The Twitter Effect has been debated in both the academic community as well as by practitioners. The discussion’s locus is that tweets (or eWOM, or more specifically MWOM) have the ability to strongly effect consumer behavior — or “early product adoption behaviors”. I first came across this topic in relation to the release of Bruno, a Sacha Baron Cohen movie. It was argued that negative eWOM caused the movie to flop, and flop bad. The reasoning, early viewers ability to share their opinions. I do believe that there is real power in consumers having access to the post-consumption evaluations of early adopters. Furthermore, if this effect is prevalent then there certainly are economic implications for brands.
Much of the current literature on eWOM has examined the volume and valence of eWOM in relation to a brand’s performance. The environments used were communities, review sites and online forums.
For example, we find that:
- the positive feedback mechanism built into social media platforms have shown to have a positive effect on movie sales and total box office revenue.
- the amount of eWOM generated has a powerful and measurable effect on television ratings.
- both volume and valence impact the performance of book sales via online retailers.
- eWOM negatively influenced financial returns within the airline industry
- buzz surrounding the performance of a digital music device effected the pricing and placement
- referral eWOM (one person suggests a product to another), and not necessarily high-emotion eWOM, had a direct impact on a brand’s performance.
As we continue to see mobile-usage trends increase, the availability of post-purchase evaluations become more pervasive– most notably on social media sites. In general, 46 percent of online users count on social media to make a purchase (Nielsen, 2012). Consumers often report that it is the availability of opinions close to a purchase decision or during the purchase process that make it more effective.

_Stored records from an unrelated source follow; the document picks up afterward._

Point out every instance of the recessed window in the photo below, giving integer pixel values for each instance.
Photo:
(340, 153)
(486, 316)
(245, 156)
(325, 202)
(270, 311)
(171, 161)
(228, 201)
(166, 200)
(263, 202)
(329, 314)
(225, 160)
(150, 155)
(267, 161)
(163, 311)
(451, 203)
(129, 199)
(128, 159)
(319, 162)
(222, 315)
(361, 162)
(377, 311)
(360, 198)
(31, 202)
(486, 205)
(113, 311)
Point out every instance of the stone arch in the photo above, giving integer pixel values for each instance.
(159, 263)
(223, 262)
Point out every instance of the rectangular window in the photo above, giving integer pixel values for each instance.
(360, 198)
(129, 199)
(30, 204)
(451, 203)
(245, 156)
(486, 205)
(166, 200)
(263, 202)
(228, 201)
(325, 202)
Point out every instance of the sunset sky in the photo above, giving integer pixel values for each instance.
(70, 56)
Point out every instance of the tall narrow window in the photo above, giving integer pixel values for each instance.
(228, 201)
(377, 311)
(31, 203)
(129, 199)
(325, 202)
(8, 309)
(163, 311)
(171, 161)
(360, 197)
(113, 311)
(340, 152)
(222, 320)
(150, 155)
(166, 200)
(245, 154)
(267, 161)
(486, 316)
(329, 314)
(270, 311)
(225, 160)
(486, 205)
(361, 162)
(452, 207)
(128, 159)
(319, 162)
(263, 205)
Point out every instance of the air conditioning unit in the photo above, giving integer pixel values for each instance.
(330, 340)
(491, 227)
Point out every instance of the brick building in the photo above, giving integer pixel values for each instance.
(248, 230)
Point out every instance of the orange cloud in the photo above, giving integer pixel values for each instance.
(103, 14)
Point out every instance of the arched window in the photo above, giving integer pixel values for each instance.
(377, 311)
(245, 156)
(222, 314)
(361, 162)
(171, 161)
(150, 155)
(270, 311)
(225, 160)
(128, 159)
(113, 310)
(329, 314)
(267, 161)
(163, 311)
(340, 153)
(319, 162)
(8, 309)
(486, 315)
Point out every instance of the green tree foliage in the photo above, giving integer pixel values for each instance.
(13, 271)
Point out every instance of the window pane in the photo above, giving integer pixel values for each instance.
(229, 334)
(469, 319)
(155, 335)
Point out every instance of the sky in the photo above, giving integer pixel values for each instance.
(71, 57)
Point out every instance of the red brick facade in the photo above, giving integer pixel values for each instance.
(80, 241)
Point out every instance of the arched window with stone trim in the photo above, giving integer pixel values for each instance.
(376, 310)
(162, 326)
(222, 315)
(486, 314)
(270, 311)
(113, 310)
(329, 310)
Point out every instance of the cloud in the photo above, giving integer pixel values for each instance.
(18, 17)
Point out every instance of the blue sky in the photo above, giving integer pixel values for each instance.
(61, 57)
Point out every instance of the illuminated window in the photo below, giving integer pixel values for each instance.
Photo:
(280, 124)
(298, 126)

Twitter and Consumer Behavior
Academics are beginning to study the effect Twitter, called MWOM (microblogging word-of-mouth), has on the decision-making process. We know that 53 percent of posts on Twitter recommend a product or a brand. Similarly, 48 percent of those who receive tweets report following through with a recommendation (Gottlieb, 2010). What must be clarified is that the Twitter Effect focuses on valence, not volume of tweets at the early stage of their cycle. That is, the positive or negative sentiments effect on behavior. As both Asur and Huberman (2010) and Wong, Sen and Chiang (2012) found, Twitter volume did have an effect on initial box office revenues.
I would surmise that there are three primary ways that the Twitter effect plays out. First, we are social beings. We tend to look toward others for what psychologist Robert Cialdini calls social proof. Hennig-Thurau, Wiertz and Feldhaus (2014) provided evidence that Twitter does “affect early product adoption behaviors by immediately disseminating consumers’ post-purchase quality evaluations”. Not only can we see how others react toward a product or service, but we are able to identify who are these early adopter and do they support or reject our idea of the end user? Similarly, early adopters provide a real-time feedback loop. Consumers have a digital archive of conversations surrounding products they may be interested in.

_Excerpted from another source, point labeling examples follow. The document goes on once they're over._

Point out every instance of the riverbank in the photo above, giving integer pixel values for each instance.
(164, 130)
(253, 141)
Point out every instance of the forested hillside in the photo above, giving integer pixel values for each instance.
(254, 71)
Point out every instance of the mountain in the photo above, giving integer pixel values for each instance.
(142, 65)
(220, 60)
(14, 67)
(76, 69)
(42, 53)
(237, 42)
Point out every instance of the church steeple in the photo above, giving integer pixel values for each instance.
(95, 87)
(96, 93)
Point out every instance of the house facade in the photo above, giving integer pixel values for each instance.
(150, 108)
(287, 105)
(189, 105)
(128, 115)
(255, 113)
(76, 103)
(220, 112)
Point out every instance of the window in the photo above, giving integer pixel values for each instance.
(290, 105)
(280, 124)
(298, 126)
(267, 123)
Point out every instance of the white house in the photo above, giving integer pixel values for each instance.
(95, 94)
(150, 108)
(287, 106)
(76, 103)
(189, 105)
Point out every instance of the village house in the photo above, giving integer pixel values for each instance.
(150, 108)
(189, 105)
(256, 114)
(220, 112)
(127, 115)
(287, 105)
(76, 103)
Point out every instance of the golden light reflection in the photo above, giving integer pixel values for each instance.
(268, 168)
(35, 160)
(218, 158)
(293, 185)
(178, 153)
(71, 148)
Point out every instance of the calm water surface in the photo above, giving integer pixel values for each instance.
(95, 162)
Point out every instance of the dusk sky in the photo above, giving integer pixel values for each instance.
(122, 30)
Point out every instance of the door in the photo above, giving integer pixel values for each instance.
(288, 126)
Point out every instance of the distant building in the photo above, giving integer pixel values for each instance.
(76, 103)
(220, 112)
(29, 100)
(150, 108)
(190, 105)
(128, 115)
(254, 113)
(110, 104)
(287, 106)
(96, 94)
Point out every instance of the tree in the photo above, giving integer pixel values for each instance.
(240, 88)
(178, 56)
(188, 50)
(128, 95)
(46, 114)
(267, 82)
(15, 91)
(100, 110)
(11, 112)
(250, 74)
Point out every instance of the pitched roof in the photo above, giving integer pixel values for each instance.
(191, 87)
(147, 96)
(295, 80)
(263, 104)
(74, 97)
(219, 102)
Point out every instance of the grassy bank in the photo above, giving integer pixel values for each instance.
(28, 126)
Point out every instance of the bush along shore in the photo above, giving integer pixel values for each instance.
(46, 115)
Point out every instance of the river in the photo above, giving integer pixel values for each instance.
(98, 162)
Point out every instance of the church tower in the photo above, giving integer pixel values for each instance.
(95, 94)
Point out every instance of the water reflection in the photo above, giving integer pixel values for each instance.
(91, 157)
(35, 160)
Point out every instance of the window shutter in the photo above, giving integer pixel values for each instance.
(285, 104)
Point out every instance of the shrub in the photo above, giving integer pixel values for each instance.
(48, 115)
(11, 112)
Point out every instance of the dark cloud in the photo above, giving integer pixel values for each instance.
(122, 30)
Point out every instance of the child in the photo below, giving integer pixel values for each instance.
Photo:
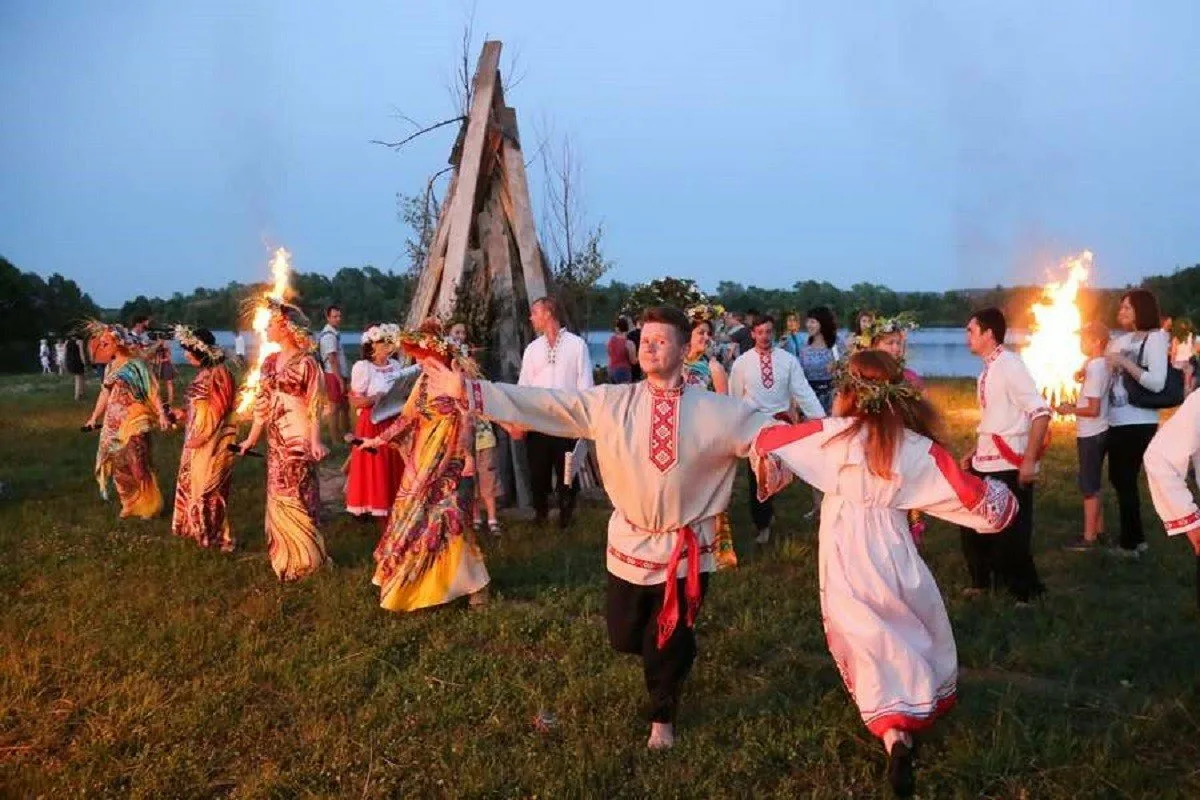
(487, 480)
(1091, 431)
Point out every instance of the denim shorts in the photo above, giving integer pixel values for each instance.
(1091, 462)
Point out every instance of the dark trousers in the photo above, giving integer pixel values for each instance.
(1006, 559)
(1127, 444)
(761, 512)
(546, 458)
(634, 627)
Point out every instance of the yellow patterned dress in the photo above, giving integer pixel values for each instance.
(124, 452)
(429, 555)
(288, 402)
(202, 489)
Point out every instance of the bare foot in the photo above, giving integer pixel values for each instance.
(661, 735)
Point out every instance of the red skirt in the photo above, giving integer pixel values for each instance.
(373, 477)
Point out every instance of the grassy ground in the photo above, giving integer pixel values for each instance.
(136, 665)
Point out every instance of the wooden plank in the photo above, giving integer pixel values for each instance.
(461, 216)
(521, 211)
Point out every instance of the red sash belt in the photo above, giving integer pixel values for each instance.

Second, Twitter has both a push and pull element built in. Users are both presented information within the Twitter feed and have the ability to activily search for information. Based on the relative ease of both active and passive search, branding decisions can be made more fluid. For example, Esch, Langner, Schmitt and Geus (2006) found that purchase behavior is more strongly affected by brand image. Brand awareness has an indirect effect on purchase behavior. While searching for a product, or as information is seen in the feed, posts are creating an association within the mind of the user. I see this effect primarily develop with television shows. Social conversations surrounding television, either live or post-broadcst, contribute to the show’s (brand’s) image. Whether seeking reviews or merely following along an image is being created. As more viewers chime in about a program both awareness and image are being created.
Third, users see their Twitter network as more trustworthy. Users perceive a sense of closeness, even with weak ties. Some believe this to be a consequence of how the platform has shaped communication. Gilpin (2009) argued that Twitter encourages the exchange of cultural norms, values and ideology creating a more binding system. This relational element has been discuss ad nauseam, as it relates to brand building.

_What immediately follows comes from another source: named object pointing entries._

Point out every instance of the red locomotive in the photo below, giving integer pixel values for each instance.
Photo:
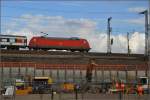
(44, 43)
(47, 43)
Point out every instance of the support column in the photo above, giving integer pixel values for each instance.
(96, 75)
(136, 74)
(34, 70)
(43, 74)
(19, 70)
(10, 72)
(80, 75)
(26, 70)
(117, 75)
(58, 79)
(110, 75)
(65, 74)
(74, 74)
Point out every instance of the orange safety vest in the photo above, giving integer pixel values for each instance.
(140, 90)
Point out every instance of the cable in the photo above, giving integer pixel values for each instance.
(67, 11)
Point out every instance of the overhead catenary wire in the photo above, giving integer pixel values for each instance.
(72, 11)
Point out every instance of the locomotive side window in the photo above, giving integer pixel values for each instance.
(4, 40)
(12, 40)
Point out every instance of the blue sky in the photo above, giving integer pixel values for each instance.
(85, 16)
(96, 10)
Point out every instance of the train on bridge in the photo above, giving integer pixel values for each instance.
(11, 42)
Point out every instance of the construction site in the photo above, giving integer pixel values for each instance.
(54, 55)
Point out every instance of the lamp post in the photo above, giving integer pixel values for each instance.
(147, 42)
(146, 30)
(108, 35)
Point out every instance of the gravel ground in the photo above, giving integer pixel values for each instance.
(80, 97)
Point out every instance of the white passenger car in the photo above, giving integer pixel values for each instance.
(13, 42)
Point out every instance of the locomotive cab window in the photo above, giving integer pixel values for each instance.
(4, 40)
(75, 38)
(12, 40)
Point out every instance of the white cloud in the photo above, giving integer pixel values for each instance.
(136, 9)
(136, 21)
(59, 26)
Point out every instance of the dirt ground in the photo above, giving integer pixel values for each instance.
(86, 96)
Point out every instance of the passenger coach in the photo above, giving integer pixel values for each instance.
(13, 42)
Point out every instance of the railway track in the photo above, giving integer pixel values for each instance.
(28, 53)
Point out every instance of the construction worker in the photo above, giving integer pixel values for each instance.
(140, 90)
(122, 87)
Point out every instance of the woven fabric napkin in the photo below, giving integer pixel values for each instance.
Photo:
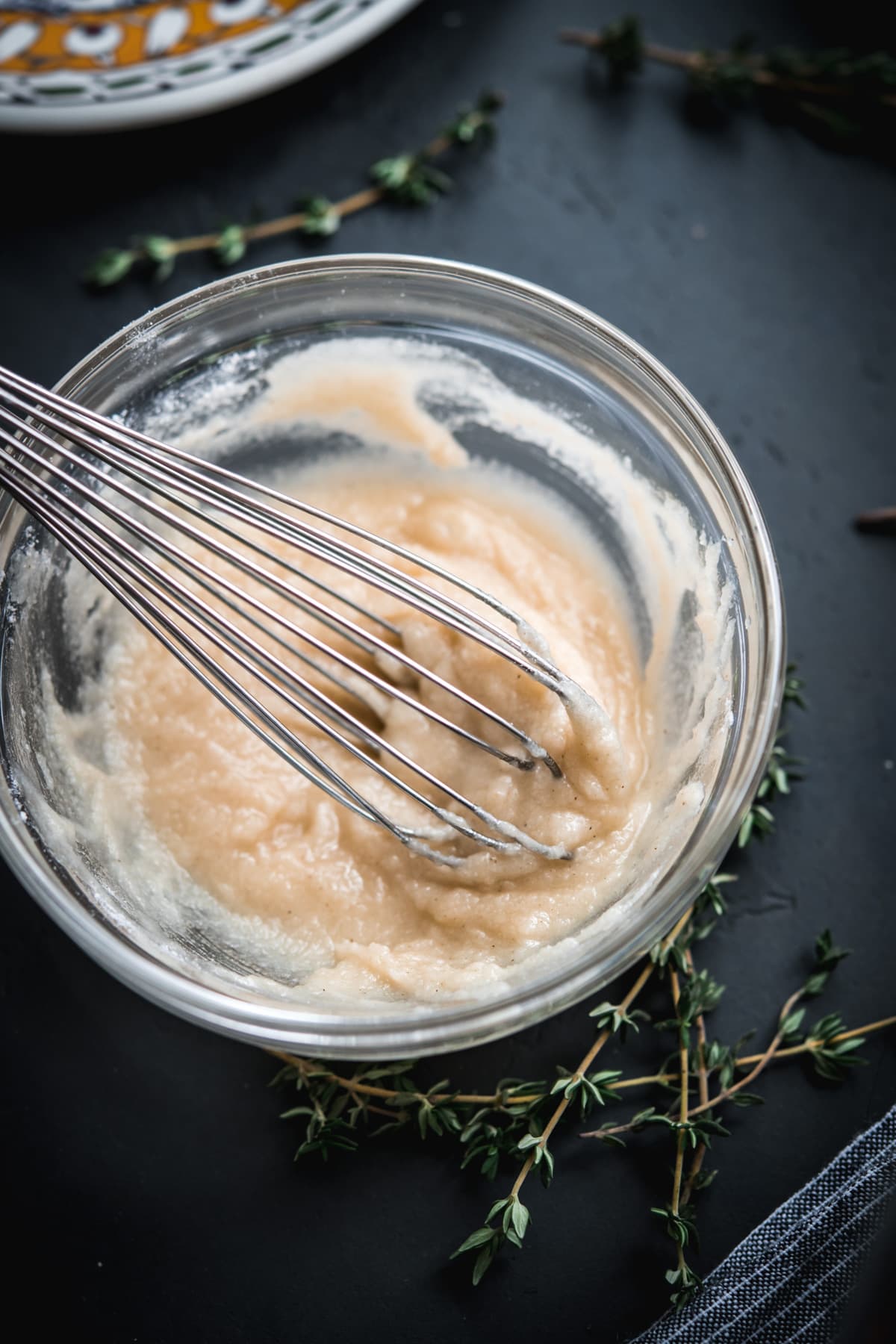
(790, 1278)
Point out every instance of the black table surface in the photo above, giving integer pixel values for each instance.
(151, 1187)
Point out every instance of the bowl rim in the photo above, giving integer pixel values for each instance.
(454, 1027)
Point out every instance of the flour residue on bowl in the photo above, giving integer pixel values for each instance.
(226, 838)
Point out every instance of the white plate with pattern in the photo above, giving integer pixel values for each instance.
(107, 65)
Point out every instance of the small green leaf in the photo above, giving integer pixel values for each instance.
(161, 252)
(321, 217)
(477, 1238)
(230, 246)
(112, 265)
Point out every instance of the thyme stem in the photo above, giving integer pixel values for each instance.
(699, 62)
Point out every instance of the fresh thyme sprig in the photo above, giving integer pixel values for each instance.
(408, 179)
(516, 1121)
(849, 94)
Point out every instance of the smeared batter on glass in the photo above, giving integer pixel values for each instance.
(348, 907)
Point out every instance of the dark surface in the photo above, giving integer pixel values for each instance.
(149, 1183)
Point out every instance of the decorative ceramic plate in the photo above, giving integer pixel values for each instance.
(104, 65)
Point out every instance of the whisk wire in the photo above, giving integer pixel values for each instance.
(160, 601)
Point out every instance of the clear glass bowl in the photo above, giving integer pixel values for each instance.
(551, 351)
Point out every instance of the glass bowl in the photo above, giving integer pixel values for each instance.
(551, 351)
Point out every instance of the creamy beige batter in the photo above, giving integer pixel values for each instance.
(341, 900)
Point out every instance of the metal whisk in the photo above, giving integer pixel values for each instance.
(124, 503)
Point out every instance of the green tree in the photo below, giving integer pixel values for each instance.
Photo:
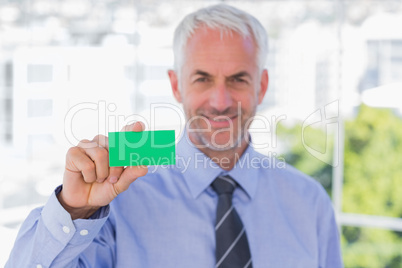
(372, 179)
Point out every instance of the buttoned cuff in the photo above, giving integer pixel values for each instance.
(59, 223)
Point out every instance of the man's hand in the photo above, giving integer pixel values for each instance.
(89, 183)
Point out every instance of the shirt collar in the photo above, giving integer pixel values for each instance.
(201, 170)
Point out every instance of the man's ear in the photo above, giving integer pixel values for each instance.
(263, 85)
(174, 83)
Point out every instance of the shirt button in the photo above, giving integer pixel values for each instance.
(84, 232)
(66, 229)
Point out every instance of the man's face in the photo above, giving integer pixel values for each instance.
(220, 87)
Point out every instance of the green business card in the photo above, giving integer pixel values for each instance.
(142, 148)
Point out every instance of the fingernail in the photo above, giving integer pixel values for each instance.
(113, 179)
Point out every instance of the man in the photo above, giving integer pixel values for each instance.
(214, 212)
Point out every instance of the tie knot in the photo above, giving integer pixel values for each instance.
(224, 185)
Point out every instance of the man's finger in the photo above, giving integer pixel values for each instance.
(136, 127)
(129, 175)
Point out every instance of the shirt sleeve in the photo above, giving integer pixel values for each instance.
(49, 238)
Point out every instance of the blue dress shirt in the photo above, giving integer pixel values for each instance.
(166, 219)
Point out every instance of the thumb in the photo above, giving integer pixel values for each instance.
(129, 175)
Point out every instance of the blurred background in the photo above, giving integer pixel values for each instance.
(72, 69)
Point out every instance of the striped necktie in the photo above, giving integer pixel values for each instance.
(232, 249)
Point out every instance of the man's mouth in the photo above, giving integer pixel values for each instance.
(221, 121)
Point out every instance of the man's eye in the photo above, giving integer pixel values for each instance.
(238, 80)
(202, 79)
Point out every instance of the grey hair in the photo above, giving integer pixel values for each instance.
(226, 19)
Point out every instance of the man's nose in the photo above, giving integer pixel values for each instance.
(221, 98)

Consumer Socialization Theory
We learn consumption-related skills through the observation of others in the marketplace. This process is known as socialization. The transmission of information between peers shapes attitudes and behaviors. Twitter not only provides a megaphone, but a virtual forum for such transmissions. What I believe is central to this “effect” is the communication of the early adopters. As DeGregorio and Sung (2010) argued, Twitter make the agent-learner relationship easier to establish. Not only does socialization occur on Twitter, but the establishment of perceived agent-learned relationships may evolve more quickly (Wang, Yu and Wie, 2012). Thus, the messaging to early adaptors and any subsequent influencer tactics become central to this effect.